1. Start by identifying the atoms and their formal charges. In this case, the CH group has a negative charge, and the central N has a positive charge.
2. Next, examine the connectivity of the atoms and the electron distribution. The CH3-CH-N≡N can be rearranged as CH3-N=CH-N+, where the double bond is rearranged to have a positive charge on the nitrogen and a negative charge on the nitrogen.
3. Based on the principle of electronegativity, we know that carbon tends to have a lower electronegativity than nitrogen. Therefore, placing a negative charge on carbon is generally less stable than placing a positive charge on nitrogen.
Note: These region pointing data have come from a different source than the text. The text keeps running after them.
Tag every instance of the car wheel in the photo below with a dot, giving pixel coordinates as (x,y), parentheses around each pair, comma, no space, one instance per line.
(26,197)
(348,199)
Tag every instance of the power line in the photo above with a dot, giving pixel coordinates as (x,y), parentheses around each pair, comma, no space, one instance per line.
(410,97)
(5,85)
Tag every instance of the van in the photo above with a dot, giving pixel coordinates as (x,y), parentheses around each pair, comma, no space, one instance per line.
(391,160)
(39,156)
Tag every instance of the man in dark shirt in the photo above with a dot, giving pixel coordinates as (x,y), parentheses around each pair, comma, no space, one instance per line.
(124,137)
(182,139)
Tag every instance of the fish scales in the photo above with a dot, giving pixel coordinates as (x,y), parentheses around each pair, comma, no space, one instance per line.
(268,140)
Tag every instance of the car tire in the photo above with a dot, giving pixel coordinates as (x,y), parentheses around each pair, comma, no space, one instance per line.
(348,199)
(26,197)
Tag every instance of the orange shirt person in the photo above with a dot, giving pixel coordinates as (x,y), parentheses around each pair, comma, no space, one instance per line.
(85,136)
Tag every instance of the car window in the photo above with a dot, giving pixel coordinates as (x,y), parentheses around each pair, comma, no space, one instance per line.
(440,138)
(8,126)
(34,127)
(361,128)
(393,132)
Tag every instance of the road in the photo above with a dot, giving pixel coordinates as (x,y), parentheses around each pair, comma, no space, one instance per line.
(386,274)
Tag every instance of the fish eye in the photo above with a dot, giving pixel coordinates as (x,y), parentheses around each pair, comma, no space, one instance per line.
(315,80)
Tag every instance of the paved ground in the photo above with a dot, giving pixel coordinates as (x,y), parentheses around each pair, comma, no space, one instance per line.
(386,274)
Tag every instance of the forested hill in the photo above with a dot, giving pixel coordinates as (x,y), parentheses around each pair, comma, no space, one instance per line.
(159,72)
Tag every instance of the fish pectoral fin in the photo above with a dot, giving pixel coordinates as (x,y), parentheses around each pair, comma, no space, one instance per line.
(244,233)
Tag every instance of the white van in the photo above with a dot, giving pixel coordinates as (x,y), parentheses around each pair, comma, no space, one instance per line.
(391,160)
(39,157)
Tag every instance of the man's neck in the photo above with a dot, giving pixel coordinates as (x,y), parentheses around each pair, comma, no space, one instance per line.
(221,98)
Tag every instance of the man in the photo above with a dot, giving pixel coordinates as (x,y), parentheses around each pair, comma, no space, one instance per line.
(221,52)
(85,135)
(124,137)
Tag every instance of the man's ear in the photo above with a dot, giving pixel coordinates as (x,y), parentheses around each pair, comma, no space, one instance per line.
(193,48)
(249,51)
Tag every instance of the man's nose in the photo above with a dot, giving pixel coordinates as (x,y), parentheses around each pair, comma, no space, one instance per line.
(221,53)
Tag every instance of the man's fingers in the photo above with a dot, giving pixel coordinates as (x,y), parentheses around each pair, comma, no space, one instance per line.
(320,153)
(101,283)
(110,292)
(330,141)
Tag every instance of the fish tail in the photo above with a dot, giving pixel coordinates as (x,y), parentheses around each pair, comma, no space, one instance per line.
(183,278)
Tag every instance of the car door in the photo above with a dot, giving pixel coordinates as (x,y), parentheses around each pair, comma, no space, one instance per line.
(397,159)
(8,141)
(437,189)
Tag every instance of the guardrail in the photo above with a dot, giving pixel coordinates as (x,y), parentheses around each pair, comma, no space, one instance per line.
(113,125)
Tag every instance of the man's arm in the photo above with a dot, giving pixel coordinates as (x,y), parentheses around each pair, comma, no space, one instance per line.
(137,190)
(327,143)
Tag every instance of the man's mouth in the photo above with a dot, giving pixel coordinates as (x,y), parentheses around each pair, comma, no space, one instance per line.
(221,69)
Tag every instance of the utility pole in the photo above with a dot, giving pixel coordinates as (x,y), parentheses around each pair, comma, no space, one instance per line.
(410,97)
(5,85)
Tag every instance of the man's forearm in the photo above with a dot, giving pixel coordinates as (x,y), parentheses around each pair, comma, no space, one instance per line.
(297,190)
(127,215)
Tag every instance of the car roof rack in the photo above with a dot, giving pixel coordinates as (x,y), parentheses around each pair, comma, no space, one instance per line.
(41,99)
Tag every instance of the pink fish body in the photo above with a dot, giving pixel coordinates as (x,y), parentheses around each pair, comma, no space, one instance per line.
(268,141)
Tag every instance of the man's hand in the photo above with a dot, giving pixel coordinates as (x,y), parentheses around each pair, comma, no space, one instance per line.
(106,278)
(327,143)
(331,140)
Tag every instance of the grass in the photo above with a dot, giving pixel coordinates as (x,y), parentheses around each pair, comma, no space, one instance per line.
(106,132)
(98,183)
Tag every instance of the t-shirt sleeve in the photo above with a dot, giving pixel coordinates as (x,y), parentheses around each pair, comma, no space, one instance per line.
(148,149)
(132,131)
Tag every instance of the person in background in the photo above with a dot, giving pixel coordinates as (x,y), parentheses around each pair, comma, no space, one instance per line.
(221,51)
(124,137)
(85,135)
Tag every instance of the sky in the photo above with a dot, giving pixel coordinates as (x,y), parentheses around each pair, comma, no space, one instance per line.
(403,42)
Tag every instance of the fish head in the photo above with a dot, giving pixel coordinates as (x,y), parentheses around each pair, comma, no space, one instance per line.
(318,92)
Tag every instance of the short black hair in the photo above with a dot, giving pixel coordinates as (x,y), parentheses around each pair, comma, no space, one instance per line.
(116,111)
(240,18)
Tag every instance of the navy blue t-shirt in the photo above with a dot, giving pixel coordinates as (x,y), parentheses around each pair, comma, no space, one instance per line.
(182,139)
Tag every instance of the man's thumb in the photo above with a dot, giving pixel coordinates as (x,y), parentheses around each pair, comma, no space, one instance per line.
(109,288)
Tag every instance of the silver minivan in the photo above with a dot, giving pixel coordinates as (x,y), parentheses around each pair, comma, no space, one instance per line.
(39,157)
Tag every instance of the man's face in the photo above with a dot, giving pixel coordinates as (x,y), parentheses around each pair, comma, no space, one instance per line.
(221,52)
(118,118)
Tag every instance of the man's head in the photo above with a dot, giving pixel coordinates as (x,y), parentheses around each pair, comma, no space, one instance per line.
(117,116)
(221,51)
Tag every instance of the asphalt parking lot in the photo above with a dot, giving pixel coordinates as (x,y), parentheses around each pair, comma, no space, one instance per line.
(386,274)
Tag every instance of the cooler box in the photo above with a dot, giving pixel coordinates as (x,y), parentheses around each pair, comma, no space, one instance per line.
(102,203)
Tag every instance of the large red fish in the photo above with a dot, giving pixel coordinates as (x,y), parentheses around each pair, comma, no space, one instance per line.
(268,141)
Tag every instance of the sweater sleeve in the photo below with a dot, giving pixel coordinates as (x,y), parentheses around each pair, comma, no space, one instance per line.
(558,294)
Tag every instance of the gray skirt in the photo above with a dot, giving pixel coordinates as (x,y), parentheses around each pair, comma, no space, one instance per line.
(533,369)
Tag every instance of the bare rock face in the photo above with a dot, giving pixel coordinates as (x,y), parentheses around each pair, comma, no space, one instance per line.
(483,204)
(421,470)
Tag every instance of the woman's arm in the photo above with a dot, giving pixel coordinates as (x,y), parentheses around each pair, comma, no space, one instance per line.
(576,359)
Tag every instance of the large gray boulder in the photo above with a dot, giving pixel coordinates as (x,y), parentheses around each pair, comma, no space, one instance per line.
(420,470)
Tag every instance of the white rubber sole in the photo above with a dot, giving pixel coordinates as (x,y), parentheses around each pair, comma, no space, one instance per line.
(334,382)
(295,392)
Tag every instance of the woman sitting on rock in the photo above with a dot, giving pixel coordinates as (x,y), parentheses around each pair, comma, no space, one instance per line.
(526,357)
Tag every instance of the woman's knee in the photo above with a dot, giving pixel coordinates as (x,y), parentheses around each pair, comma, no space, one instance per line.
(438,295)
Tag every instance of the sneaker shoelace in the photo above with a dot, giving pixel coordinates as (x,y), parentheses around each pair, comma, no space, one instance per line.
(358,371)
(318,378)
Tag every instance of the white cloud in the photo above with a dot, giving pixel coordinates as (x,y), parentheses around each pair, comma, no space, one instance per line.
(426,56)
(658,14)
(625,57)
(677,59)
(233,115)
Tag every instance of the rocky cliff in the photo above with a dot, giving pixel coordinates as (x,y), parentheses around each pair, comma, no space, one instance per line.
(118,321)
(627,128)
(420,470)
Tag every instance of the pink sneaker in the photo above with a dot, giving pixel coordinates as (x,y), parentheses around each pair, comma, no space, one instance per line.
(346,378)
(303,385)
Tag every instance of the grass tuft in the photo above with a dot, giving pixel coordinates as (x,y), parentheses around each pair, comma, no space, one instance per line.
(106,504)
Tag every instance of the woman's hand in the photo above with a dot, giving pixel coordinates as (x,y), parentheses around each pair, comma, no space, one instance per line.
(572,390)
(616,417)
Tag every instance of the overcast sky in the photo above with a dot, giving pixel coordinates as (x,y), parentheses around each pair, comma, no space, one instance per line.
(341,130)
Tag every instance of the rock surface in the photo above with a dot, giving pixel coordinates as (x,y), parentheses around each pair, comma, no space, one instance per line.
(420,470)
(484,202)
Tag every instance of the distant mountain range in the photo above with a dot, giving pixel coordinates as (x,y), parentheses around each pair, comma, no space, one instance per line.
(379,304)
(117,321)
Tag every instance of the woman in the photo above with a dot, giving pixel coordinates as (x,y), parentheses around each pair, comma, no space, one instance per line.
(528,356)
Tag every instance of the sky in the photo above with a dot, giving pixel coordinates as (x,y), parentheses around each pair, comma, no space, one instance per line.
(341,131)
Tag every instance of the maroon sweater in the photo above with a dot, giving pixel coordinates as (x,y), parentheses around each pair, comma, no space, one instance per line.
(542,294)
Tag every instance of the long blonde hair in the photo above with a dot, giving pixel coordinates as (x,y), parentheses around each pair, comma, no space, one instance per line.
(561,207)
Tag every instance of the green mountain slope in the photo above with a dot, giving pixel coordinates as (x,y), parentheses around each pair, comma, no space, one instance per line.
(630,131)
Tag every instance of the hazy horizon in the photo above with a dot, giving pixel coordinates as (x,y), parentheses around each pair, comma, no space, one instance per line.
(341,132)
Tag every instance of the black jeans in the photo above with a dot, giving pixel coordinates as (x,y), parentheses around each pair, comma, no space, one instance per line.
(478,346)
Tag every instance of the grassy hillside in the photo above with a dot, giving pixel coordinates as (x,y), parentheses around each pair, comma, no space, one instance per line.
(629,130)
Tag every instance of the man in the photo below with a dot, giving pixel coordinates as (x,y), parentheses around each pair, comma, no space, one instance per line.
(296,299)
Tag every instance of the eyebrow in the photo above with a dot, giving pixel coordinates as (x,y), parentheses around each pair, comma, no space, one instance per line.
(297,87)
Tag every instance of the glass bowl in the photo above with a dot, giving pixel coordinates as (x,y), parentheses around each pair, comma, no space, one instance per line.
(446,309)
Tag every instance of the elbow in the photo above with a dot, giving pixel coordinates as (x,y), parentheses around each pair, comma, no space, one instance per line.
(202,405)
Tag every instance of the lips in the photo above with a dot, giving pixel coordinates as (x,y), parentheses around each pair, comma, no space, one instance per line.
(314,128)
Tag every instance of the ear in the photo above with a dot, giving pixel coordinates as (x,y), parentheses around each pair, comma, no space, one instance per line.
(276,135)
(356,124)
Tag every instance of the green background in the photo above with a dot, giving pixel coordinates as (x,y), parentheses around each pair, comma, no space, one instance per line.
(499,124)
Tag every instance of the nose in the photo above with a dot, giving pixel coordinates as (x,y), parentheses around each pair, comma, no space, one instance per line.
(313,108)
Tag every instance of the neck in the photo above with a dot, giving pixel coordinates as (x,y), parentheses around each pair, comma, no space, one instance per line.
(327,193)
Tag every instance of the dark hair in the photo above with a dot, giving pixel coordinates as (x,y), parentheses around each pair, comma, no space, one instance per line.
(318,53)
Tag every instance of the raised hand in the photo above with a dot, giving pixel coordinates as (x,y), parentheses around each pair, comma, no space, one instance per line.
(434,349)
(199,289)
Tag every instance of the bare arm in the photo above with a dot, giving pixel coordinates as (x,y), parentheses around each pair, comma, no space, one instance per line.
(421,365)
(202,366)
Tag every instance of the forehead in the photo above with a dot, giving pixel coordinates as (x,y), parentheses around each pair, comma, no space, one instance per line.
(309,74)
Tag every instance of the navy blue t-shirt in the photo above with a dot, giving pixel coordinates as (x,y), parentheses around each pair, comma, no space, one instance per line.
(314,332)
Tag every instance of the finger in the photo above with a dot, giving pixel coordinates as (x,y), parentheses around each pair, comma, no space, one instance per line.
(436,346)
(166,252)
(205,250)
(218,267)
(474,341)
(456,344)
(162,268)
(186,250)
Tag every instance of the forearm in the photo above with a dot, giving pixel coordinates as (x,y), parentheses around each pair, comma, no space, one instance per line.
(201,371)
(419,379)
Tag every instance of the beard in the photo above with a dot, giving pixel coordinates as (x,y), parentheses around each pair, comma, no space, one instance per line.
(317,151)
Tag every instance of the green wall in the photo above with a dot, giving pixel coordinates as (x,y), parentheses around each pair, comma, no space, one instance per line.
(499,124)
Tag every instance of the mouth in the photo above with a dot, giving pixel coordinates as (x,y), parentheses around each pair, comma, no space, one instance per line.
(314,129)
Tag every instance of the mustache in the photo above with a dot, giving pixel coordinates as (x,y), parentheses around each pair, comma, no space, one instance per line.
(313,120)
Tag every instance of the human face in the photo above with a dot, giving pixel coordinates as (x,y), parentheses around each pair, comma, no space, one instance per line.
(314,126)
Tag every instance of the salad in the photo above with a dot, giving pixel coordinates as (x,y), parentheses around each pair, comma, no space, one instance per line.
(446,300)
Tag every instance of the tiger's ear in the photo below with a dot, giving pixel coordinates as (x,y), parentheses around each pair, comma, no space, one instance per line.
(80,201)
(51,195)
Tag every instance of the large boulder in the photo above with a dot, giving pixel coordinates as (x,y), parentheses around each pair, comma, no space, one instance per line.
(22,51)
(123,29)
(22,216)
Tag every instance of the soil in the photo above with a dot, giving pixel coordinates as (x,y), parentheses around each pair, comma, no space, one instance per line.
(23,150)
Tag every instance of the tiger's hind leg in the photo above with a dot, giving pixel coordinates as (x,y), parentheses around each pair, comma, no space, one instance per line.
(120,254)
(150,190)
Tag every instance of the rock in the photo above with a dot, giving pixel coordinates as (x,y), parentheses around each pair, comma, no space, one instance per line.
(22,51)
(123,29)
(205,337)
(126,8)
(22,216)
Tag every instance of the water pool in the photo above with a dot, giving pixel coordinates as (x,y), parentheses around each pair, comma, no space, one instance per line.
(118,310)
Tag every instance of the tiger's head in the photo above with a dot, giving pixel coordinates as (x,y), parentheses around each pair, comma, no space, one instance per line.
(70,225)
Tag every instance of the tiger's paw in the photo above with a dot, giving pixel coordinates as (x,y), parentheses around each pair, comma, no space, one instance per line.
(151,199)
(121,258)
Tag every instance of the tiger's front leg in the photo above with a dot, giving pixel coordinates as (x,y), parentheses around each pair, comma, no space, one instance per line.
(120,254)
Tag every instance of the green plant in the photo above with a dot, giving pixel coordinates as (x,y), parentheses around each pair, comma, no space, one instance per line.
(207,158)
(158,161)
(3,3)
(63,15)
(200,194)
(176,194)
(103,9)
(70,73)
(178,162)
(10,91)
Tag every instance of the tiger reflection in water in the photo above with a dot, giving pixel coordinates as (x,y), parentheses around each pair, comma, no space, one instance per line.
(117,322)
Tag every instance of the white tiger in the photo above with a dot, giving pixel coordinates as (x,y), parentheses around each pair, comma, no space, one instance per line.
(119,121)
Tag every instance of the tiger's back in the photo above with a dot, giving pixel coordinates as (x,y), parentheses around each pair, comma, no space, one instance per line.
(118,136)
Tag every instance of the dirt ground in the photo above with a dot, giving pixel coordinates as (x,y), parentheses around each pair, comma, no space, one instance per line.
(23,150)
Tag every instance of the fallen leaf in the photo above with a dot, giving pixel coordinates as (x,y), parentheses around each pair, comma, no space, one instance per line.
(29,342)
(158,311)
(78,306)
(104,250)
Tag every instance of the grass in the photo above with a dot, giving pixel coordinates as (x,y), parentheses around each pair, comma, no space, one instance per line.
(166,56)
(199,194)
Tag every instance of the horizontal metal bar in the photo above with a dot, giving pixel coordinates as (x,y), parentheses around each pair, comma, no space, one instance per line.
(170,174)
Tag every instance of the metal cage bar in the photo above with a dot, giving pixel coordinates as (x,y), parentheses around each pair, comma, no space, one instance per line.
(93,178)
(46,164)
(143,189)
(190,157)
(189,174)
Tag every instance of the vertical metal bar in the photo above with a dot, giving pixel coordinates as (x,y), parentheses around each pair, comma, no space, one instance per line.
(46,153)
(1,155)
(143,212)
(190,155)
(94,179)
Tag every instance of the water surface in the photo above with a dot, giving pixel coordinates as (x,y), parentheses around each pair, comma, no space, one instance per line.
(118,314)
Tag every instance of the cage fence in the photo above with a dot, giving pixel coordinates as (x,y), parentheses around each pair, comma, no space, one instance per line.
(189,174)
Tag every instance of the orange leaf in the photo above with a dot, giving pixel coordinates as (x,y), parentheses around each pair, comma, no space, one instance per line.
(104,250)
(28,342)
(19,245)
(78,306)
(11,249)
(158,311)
4. The most stable resonance structure will have the negative charge on the more electronegative atom (the nitrogen) and the positive charge on the less electronegative atom (the carbon). Therefore, the lowest energy alternative resonance structure for this compound is CH3-N=CH-N+, with the negative charge on the nitrogen and the positive charge on the central carbon.
In summary, the lowest energy alternative resonance structure for the compound CH3-CH-N≡N with a negative charge on CH and a positive charge on the central N is CH3-N=CH-N+, where the negative charge is on the nitrogen and the positive charge is on the central carbon.